The Perl Toolchain Summit needs more sponsors. If your company depends on Perl, please support this very important event.

NAME

Parallel::WorkUnit - Provide easy-to-use forking with ability to pass back data

VERSION

version 1.014

SYNOPSIS

  #
  # Standard Interface
  #
  my $wu = Parallel::WorkUnit->new();
  $wu->async( sub { ... }, \&callback );

  $wu->waitall();

  $wu->max_children(5);
  $wu->queue( sub { ... }, \&callback );
  $wu->waitall();


  #
  # AnyEvent Interface
  #
  use AnyEvent;

  $wu->use_anyevent(1);
  $wu->async( sub { ... }, \&callback );
  $wu->waitall();  # Not strictly necessary

DESCRIPTION

This is a very simple forking implementation of parallelism, with the ability to pass data back from the asyncronous child process in a relatively efficient way (with the limitation of using a pipe to pass the information, serialized, back). It was designed to be very simple for a developer to use, with the ability to pass reasonably large amounts of data back to the parent process.

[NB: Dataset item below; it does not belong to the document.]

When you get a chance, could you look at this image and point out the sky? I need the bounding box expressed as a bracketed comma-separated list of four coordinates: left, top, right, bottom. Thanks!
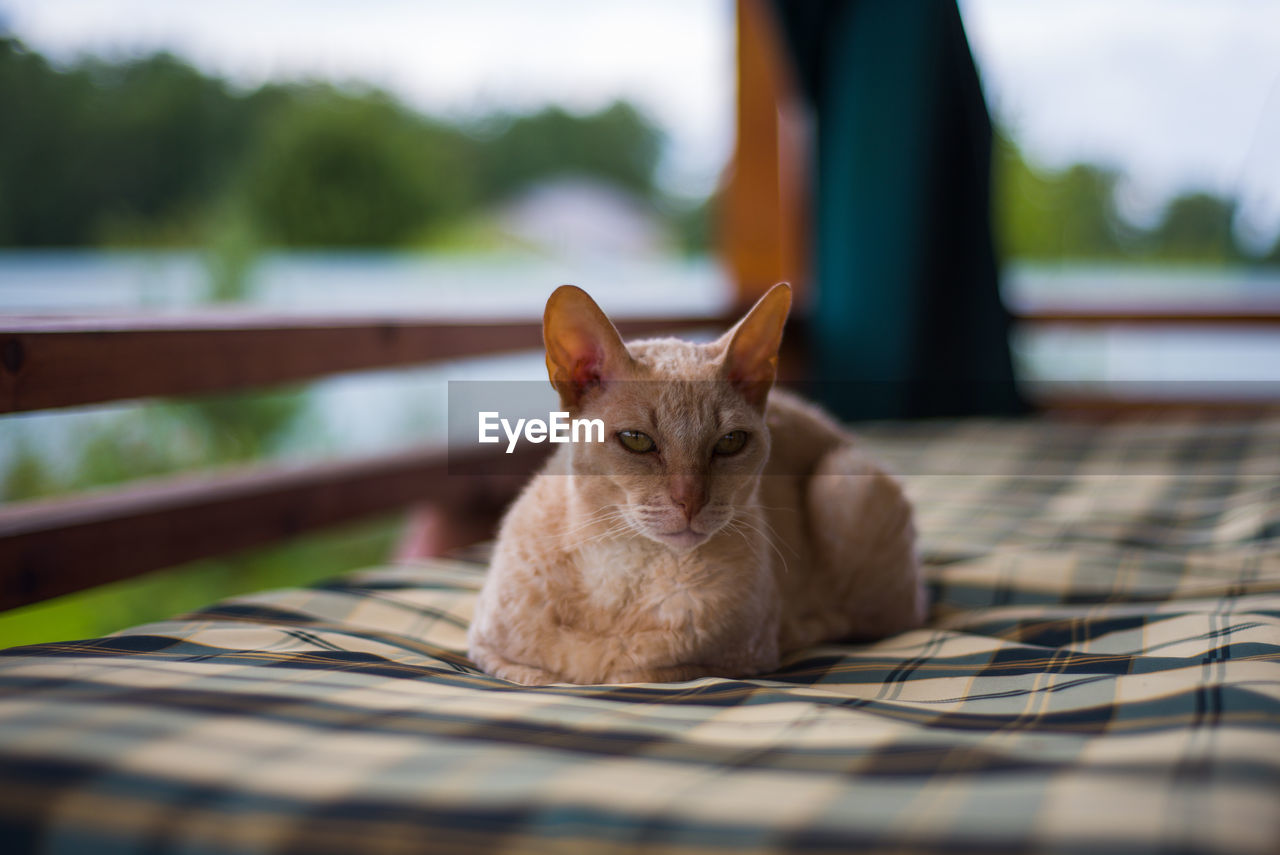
[0, 0, 1280, 248]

This module is also designed to work with AnyEvent when desired.

There are many other Parallel::* applications in CPAN - it would be worth any developer's time to look through those and choose the best one.

ATTRIBUTES

use_anyevent

  $wu->use_anyevent(1);

If set to a value that is true, creates AnyEvent watchers for each asyncronous or queued job. The equivilent of an AnyEvent condition variable recv(), used when all processes finish executing, is the waitall() method. However, the processes are integrated into a standard AnyEvent loop, so it isn't strictly necessary to callwaitall(). In addition, a call to waitall() will execute other processes in the AnyEvent event loop.

max_children

  $wu->max_children(5);
  $wu->max_children(undef);

  say "Max number of children: " . $wu->max_children();

If set to a value other than undef, limits the number of outstanding queue children (created by the queue() method) that can be executing at any given time.

This defaults to 5.

This attribute does not impact the async() method's ability to create children, but these children will count against the limit used by queue().

Calling without any parameters will return the number of children.

METHODS

new

Create a new workunit class. Optionally, takes a list that corresponds to a hashref, in the form of key and value. This accepts the key max_children, which, if present (and not undef) will limit the number of spawned subprocesses that can be active when using the queue() method. Defaults to 5. See the max_children method for additional information.

async( sub { ... }, \&callback )

Spawns work on a new forked process. The forked process inherits all Perl state from the parent process, as would be expected with a standard fork() call. The child shares nothing with the parent, other than the return value of the work done.

The work is specified either as a subroutine reference or an anonymous sub (sub { ... }) and should return a scalar. Any scalar that Storable's freeze() method can deal with is acceptable (for instance, a hash reference or undef).

When the work is completed, it serializes the result and streams it back to the parent process via a pipe. The parent, in a waitall() call, will call the callback function with the unserialized return value.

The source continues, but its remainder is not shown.